1947 At 9.12am in Texas City's port on Galveston Bay, a fire aboard the French freighter Grandcamp ignites ammonium nitrate and other explosive materials in the ship's hold, causing a massive blast that destroys much of the city and takes nearly 600 lives. The port of Texas City, a small industrial city with a population of about 18,000, is teaming with chemical plants and oil refineries that provide steady, good-paying jobs for much of the town. In the industrial sector, minor accidents and chemical fires are rather commonplace, and many stand around the port casually watching the reddish orange blaze that breaks out on the Grandcamp early on a Wednesday morning. Twenty-seven members of the Texas City Volunteer Fire Department are called out to douse the flames, but the ship is so hot that the water from their fire hoses is instantly vaporized. At 12 minutes past nine, the fire ignites the freighter's stores of ammonium nitrate, a compound used to make dynamite, and Texas City blows up. Wood-frame houses in the city are flattened, additional blasts are triggered at nearby chemical plants, and fires break out across the city. The mushroom cloud from the blast rises 2,000 feet, and fragments of the Grandcamp are hurled thousands of feet into the air, landing on buildings and people. The ship's anchor, weighing 1.5 tons, is flung two miles and embeds 10 feet into the ground at the Pan American refinery. The explosion is heard as far as 150 miles away. Devastating fires will burn for days, and on 17 April the freighter High Flyer, also loaded with nitrates, will also explode, further devastating the port and causing a new string of explosions at nearby plants. Fortunately, most of Texas City's population had been evacuated by then, and the city's losses are primarily material. By late in the day on 18 April, emergency crews will have the situation under control. Some eyewitnesses declare that the scene was worse than anything they had seen in Europe during WW2. The Grandcamp explosion is the most devastating industrial accident in US history, with 600 people killed and more than 3,000 wounded. (Bradley)

1947 Financier and presidential confidant Bernard Baruch declares in a speech at the South Carolina statehouse: "Let us not be deceived - we are today in the midst of a cold war." 

1948 The Organization for European Economic Cooperation is set up in Paris.

1951 The British submarine Affray sinks in the English Channel with the loss of 75 lives.
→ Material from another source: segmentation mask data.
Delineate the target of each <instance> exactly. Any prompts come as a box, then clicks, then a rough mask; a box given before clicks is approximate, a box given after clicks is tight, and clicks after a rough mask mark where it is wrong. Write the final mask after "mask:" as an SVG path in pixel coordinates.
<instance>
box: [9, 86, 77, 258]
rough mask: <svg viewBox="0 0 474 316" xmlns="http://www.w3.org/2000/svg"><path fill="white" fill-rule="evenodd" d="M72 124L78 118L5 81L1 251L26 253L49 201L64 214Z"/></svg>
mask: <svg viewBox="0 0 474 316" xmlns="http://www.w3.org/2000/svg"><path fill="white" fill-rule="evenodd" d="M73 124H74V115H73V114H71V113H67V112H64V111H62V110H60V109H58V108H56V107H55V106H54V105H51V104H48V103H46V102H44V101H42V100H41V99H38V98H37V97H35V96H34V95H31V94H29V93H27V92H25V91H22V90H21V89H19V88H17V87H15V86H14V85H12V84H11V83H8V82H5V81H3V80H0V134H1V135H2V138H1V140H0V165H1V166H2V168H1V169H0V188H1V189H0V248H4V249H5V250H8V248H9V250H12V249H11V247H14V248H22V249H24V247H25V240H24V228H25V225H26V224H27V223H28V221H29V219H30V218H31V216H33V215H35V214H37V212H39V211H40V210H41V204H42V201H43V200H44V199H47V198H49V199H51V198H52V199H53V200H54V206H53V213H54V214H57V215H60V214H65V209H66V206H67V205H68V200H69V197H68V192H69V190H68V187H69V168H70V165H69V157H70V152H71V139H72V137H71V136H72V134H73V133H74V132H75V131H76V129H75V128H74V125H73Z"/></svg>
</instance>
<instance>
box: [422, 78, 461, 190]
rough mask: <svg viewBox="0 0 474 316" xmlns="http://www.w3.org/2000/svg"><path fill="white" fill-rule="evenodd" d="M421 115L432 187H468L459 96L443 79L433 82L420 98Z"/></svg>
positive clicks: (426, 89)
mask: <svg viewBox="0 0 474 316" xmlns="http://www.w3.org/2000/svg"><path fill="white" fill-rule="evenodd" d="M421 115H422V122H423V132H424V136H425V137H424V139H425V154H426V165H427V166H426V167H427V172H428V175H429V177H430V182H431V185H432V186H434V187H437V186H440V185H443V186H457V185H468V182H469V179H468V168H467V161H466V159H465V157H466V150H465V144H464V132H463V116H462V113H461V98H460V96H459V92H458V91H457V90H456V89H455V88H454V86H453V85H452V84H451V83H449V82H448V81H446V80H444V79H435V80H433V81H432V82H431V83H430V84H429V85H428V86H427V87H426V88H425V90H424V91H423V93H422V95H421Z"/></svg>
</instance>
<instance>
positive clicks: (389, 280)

1951 The famous 'Lighthouse Storm' rages near Boston Harbor, Massachusetts, destroying Minot Light with its two keepers still inside. Whole gales and gigantic waves from the storm result in major shipping losses and severe coastal erosion.

1958 Pigs on the Wing: A tornado rips through the community of Watrous, Saskatchewan. A large barn is destroyed trapping 100 pigs within and others are scattered by the winds. Five are discovered more than 3 miles from the barn.

1972 Apollo 16 is launched to make the fifth manned moon landing.

1975 The government of Cambodia asks the communist insurgents for a cease-fire and offers to turn power over to them.

1982 Queen Elizabeth proclaims Canada's new constitution, severing the last colonial links with Britain.

1988 Palestinian commando chief Khalil el-Wazir, also known as Abu Jihad, is assassinated in Tunis.

1991 The first Jewish settlement under the Israeli government opens in the occupied territories, defying a US request to stop such settlement activity in the West Bank and Gaza Strip.

1992 The US House ethics committee releases the names of more than 300 check-bouncers, ending an inquiry into the House bank scandal that rocked US Congress and raised havoc in election campaigns.

1992 The US Food and Drugs Administrative (FDA) rules that silicone breast implants may be returned to market, but only with severe restrictions limiting them to women who have 'urgent need.'

1994 Bosnian Serbs shoot down a British fighter jet as it attempts to fire on a Serbian tank. The pilot parachutes to safety.

1995 The European Union and Canada end a bitter dispute over fishing rights in the north Atlantic with a deal both sides declare will protect threatened fish stocks.